‘I’m sorry. Did I say too much? I will not. You can go. I’m sorry to have stopped you.’
‘. . .’
‘I just wanted to tell you that I will be there if you need me.’
‘. . .’
‘Unlike you who just walked away.’
‘. . .’
‘Of course, you have your reasons.’
‘. . .’
‘And you don’t need me. You have your brother to take care of you.’
‘. . .’
‘Bye. I love you. I’m sorry. I will just go now.’
She reached out for my hand and hugged me. We cried in tandem for a bit, which was liberating. Then she left without a promise of when she would be back to see me again. I couldn’t bring myself to ask that one thing that was gnawing my insides—why does she lie to people about her parents?
11 December 1999
I don’t want to be a whiner but eight days have passed and I haven’t seen her or talked to her. How difficult can it be to pick up the phone at a PCO and call? If his brother spends so lavishly, I’m sure he can pay for a few odd phone calls. What if she has found someone among the people whom she called ‘we’? Or am I thinking too much?
That one time Maa went to Madras for a teaching assignment, Maa–Baba used to talk just once for a few minutes every week. Dada and I have heard the stories scores of times, especially when the telephone bills are high.
‘What’s there to talk about every day?’ Baba used to scoff. ‘Maa and I used to get two minutes a week! So we chose to say things that were really important.’

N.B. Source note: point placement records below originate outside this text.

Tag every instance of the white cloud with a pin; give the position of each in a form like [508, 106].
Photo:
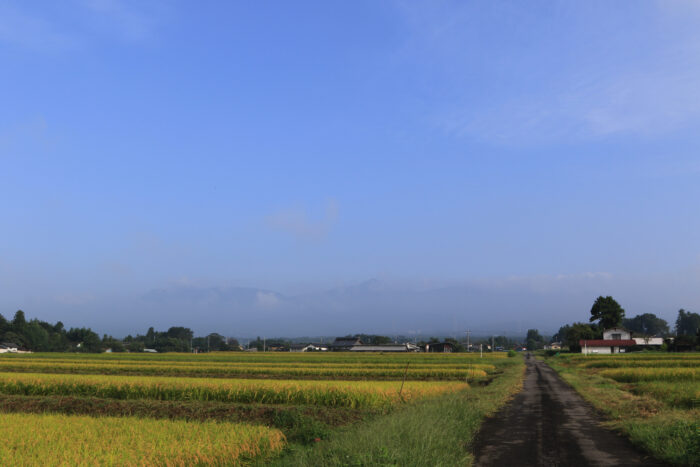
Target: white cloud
[538, 93]
[30, 31]
[297, 222]
[125, 18]
[267, 300]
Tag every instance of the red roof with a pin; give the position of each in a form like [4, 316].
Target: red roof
[607, 343]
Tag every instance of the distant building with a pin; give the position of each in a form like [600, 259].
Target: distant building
[648, 340]
[442, 347]
[408, 347]
[615, 340]
[308, 348]
[7, 347]
[553, 346]
[344, 343]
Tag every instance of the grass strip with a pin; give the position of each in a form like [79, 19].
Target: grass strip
[666, 432]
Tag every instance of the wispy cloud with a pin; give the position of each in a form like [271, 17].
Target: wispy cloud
[536, 92]
[23, 29]
[299, 223]
[76, 24]
[127, 19]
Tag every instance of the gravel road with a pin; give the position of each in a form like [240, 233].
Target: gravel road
[549, 424]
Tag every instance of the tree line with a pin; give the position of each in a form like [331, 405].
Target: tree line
[606, 313]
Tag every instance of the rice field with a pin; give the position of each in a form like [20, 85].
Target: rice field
[652, 397]
[219, 408]
[70, 440]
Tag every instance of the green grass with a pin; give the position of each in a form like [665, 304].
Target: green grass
[654, 415]
[435, 432]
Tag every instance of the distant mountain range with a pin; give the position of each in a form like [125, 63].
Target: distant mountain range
[373, 306]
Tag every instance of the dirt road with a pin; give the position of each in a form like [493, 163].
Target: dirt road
[549, 424]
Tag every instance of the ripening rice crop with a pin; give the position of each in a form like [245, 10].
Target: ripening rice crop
[351, 394]
[676, 394]
[76, 440]
[633, 375]
[286, 358]
[437, 372]
[650, 363]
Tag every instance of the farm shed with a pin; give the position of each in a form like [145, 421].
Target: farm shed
[385, 348]
[307, 348]
[344, 343]
[438, 347]
[605, 346]
[7, 347]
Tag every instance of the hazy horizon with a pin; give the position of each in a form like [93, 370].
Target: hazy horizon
[320, 168]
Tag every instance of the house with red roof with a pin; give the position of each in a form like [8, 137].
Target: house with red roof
[615, 340]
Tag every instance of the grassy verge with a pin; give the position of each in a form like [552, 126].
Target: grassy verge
[664, 431]
[437, 431]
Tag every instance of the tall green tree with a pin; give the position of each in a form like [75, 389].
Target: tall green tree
[19, 321]
[571, 335]
[607, 312]
[533, 340]
[687, 323]
[648, 324]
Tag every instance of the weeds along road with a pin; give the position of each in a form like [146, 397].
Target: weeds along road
[549, 424]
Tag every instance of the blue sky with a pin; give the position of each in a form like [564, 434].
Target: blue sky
[302, 146]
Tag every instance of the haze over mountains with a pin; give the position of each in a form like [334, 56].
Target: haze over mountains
[507, 306]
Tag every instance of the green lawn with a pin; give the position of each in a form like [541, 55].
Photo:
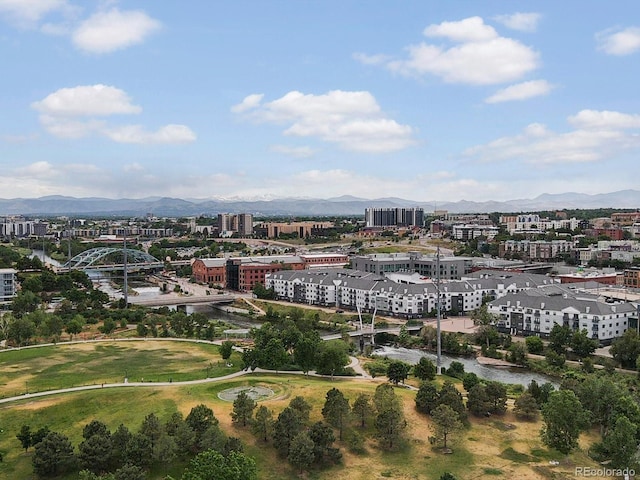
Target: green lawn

This isn’t much different. Just because local calls are cheap, and technology is where it is today, I can’t afford to be spoilt.
So I’ve decided that starting today, I will try to be more interested in things Sahil has to say about coding or hacking or whatever he does with the PowerBook, and be more involved in the fights Rishab and Arundhati often find themselves in.
Charity begins at home, and so keeping that in mind, I volunteered to take Boudi for a scan at the nursing home. Dada was suitably impressed when he found out.
I wasn’t allowed inside the scan room but later they showed me images of the baby who had grown to the size of a hardcover novel.
‘During the scan, they make you listen to the heartbeat as well,’ said Boudi. ‘It beats faster than ours.’
‘Don’t you feel betrayed? The least a child you helped bring into this world can do is match your heartbeat.’
‘You’re missing her that much, haan?’ asked Boudi.
‘Wouldn’t you miss your—hopefully—daughter when she is no longer inside you? From where you’re responsible for everything about her, where when she suffers you suffers, to when suddenly strangers who don’t know the pain you and your child jointly suffered mollycoddle her, love her, and she finds comfort in their arms, laughter and smiles, her memories of your womb a distant past? Won’t you miss her then?’
‘That’s a really strange but deep analogy,’ said Boudi slowly.
‘I’m as surprised as you are.’
When I came back, Maa–Baba had a thousand questions about the visit. Dada had put a temporary ban on Maa–Baba visiting the nursing home with Boudi for their appalling behaviour in front of the doctor, after the doctor called Maa–Baba out on their blatantly superstitious beliefs regarding Boudi’s pregnancy. They had fought with the doctor, called her incompetent, and the nursing home a fraudulent institution.
13 December 1999
Just like that time Maa–Baba had spent apart, another intermittent call came from Brahmi today. She called from the office landline and the call lasted less than three minutes. But three minutes is a lot I have heard Maa–Baba say, and you really can say the most important things to each other in those three minutes. And even though I didn’t know when or whether she would call at all, I had prepared what I could say in those three minutes. Things that mattered, things we would remember telling each other years later.
I could have told her how Maa–Baba were furious to know that Boudi had chosen to travel to Bangalore for a day on work. How Maa had blocked the door and screamed, ‘No, you won’t go! You’re not putting my grandchild at risk. I don’t care what the doctor says. She’s a fraud!’